Abstract Background The autonomic nervous system (ANS) is thought to play a critical role in the anti-inflammatory reflex pathway in acute colitis via its interaction with the spleen and colon. Inflammation in the intestine is associated with a blunting of vagal signaling and increased sympathetic activity. As a corollary, methods to restore sympatho-vagal balance are being investigated as therapeutic strategies for the treatment of intestinal inflammation.
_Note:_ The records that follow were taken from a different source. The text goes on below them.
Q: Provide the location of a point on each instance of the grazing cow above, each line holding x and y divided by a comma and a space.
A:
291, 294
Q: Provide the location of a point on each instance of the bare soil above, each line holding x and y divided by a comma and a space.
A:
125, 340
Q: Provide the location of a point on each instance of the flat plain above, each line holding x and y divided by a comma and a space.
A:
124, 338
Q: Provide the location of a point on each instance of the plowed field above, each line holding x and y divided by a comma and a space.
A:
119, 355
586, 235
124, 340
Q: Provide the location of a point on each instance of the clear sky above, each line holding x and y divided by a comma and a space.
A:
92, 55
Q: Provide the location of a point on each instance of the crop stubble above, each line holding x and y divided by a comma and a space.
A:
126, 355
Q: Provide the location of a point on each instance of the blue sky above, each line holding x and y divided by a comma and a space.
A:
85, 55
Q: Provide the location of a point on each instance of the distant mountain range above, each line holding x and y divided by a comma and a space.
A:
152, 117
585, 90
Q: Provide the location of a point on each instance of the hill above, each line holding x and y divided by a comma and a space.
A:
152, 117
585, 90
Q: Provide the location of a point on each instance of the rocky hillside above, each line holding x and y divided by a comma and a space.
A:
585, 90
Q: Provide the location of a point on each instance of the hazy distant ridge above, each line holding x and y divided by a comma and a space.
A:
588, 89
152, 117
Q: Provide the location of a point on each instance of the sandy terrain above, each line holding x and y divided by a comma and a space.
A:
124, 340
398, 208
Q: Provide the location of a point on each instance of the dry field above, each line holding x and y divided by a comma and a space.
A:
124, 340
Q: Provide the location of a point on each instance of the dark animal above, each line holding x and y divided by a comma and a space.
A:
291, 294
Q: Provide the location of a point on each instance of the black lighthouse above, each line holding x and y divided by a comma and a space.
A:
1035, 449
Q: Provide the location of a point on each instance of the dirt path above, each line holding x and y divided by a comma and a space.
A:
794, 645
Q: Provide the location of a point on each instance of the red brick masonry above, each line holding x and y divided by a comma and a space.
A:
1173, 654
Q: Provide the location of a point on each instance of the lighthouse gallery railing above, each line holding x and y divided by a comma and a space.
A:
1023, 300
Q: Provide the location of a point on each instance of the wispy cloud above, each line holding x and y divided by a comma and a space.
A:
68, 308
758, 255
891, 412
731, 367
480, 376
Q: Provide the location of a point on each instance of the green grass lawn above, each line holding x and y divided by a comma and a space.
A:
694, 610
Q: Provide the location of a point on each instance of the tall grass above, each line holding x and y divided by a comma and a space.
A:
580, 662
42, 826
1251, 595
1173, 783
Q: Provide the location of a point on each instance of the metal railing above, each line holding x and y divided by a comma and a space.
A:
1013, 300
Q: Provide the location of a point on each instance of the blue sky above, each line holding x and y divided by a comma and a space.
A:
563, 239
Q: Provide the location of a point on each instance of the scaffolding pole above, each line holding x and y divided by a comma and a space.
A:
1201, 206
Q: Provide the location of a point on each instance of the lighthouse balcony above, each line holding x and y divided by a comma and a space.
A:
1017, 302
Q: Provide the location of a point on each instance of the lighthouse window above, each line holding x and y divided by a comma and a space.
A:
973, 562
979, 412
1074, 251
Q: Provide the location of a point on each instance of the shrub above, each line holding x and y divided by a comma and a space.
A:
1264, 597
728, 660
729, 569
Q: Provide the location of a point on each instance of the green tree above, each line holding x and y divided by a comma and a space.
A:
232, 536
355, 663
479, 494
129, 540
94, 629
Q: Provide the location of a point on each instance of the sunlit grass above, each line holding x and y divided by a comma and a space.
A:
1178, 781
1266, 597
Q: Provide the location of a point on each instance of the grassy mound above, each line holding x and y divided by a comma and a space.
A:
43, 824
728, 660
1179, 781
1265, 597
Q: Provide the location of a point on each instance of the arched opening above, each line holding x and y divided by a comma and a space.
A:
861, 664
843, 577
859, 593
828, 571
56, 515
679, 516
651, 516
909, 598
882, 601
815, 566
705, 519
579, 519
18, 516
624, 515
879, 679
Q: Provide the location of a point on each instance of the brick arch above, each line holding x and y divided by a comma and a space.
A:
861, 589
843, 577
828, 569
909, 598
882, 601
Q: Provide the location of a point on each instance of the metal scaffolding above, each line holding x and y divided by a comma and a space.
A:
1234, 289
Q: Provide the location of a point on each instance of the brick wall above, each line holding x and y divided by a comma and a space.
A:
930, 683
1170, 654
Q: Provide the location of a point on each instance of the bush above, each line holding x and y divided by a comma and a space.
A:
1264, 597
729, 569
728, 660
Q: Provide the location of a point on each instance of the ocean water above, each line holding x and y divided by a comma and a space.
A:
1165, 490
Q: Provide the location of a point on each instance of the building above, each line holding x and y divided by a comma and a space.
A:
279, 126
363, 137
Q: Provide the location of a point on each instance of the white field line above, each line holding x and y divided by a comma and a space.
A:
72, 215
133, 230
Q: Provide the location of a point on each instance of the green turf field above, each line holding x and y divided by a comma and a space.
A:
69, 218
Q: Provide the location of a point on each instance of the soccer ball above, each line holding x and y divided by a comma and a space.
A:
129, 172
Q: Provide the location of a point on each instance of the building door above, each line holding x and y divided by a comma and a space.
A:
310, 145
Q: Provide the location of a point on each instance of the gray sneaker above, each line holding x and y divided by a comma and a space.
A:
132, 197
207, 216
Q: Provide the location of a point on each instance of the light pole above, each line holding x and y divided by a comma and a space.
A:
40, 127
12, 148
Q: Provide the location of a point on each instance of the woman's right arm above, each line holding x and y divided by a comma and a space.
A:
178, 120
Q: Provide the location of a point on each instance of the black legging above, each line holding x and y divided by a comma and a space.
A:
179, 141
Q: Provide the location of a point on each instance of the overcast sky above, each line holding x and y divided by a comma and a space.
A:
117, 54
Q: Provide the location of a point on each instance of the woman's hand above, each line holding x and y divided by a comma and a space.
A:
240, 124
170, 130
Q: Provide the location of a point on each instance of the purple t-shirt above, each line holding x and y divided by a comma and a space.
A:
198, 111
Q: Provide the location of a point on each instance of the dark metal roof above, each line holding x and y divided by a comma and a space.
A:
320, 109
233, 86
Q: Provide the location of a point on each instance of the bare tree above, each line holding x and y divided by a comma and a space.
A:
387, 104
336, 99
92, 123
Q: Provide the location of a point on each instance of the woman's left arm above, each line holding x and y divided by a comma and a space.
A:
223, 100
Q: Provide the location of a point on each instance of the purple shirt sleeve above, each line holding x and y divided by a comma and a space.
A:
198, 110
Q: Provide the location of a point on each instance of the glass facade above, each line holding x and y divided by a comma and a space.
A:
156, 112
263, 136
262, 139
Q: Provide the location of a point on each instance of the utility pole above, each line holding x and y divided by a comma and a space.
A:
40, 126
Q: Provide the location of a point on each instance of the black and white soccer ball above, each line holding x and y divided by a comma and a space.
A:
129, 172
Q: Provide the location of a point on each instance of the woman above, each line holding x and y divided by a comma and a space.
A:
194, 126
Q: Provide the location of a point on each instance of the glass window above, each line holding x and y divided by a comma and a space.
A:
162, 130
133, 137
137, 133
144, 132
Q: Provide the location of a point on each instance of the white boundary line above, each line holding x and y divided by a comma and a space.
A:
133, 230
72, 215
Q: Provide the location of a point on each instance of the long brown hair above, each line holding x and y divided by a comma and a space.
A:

Nevertheless, it is indefinite whether these autonomic signaling adaptations in colitis are detrimental or beneficial to controlling intestinal inflammation. In this study, models of moderate and severe chronic colitis are utilized to resolve the correlations between sympatho-vagal signaling and the severity of intestinal inflammation. Methods Spleens and colons were collected from Winnie (moderate colitis), Winnie-Prolapse (severe colitis), and control C57BL/6 mice. Changes to the size and histomorphology of spleens were evaluated. Flow cytometry was used to determine the expression of adrenergic and cholinergic signaling proteins in splenic B and T lymphocytes. The inflammatory profile of the spleen and colon was determined using a RT-PCR gene array. Blood pressure, heart rate, splanchnic sympathetic nerve and vagus nerve activity were recorded. Results Spleens and colons from Winnie and Winnie-Prolapse mice exhibited gross abnormalities by histopathology. Genes associated with a pro-inflammatory response were upregulated in the colons from Winnie and further augmented in colons from Winnie-Prolapse mice. Conversely, many pro-inflammatory markers were downregulated in the spleens from Winnie-Prolapse mice. Heightened activity of the splanchnic nerve was observed in Winnie but not Winnie-Prolapse mice. Conversely, vagal nerve activity was greater in Winnie-Prolapse mice compared with Winnie mice. Splenic lymphocytes expressing α1 and β2 adrenoreceptors were reduced, but those expressing α7 nAChR and producing acetylcholine were increased in Winnie and Winnie-Prolapse mice. Conclusions Sympathetic activity may correlate with an adaptive mechanism to reduce the severity of chronic colitis. The Winnie and Winnie-Prolapse mouse models of moderate and severe chronic colitis are well suited to examine the pathophysiology of progressive chronic intestinal inflammation.